London And Rural Areas Hit Hardest By Fuel Rises

Wed 15th Jun 2022

As petrol and diesel prices hit £2.50 a litre in some areas of the UK, motoring organisations are pointing to a major imbalance in the cost of fuel dependent on where in the country you fill up your car.

Londoners are possibly used to paying a premium on things which are generally cheaper in other parts of Britain, they pay more for their houses, have more expensive beer and just driving into the centre of the capital comes with the punitive ULEZ and congestion charges, and last week The Sun reported that one petrol station in Chelsea was charging £2.38 a litre for petrol.

But it’s not just our capital which is experiencing this imbalance, some harder to reach parts of the nation are also seemingly punished. In the Scottish Highlands last week, one pump was asking for £2.13p a litre of diesel, which is almost worst than the Chelsea price, purely because drivers have less choice in remote areas.

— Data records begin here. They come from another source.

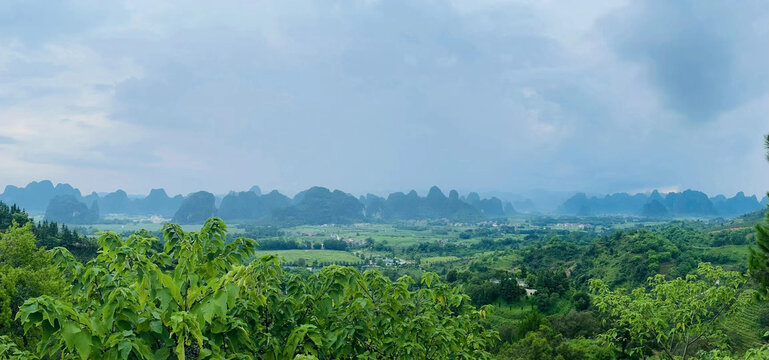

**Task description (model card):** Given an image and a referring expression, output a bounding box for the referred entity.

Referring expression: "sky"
[0,0,767,198]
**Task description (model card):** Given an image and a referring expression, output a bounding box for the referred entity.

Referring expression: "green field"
[287,223,475,248]
[70,222,247,236]
[253,250,363,265]
[421,256,460,265]
[722,299,767,353]
[695,244,751,270]
[481,252,523,271]
[79,223,201,233]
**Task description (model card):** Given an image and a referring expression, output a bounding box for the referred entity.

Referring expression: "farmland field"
[64,220,245,236]
[253,249,363,265]
[421,255,460,265]
[78,223,210,234]
[285,223,477,248]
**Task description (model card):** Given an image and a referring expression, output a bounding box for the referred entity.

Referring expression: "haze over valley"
[0,1,767,359]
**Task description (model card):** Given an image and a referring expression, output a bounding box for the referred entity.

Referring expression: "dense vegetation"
[1,139,768,358]
[0,202,96,260]
[0,218,495,359]
[0,207,768,358]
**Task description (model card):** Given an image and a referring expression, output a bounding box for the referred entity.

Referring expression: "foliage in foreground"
[697,345,769,360]
[0,223,66,347]
[749,203,769,299]
[9,218,496,359]
[591,263,750,360]
[495,324,614,360]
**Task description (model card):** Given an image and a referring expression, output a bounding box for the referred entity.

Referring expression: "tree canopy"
[0,222,66,348]
[590,263,749,360]
[9,218,496,359]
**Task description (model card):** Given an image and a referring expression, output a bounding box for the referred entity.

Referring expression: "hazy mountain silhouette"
[44,195,99,224]
[0,180,762,224]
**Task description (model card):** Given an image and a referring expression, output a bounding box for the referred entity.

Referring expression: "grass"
[286,223,477,248]
[482,252,523,271]
[74,223,204,235]
[486,299,538,328]
[482,295,575,329]
[722,299,767,354]
[421,256,460,265]
[75,223,247,236]
[253,250,363,265]
[695,245,751,271]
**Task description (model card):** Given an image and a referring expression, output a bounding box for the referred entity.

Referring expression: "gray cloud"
[0,1,126,44]
[601,0,768,122]
[0,0,766,197]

“There are around 8,000 petrol stations in the UK so it’s pretty hard to know where has the most expensive petrol per litre but London tends to be at the more expensive end,” said Jack Cousens, Head of Roads Policy at the AA.


“It also tends to be in more rural areas where it’s a little bit more expensive than normal.


“If you’re lucky enough to have a supermarket fuel station nearby, that tends to drag down prices in the area, as they have more flexibility, meaning other retailers try and bring their prices into line.

“But that effect has diminished somewhat, so it really is a case of shopping around.”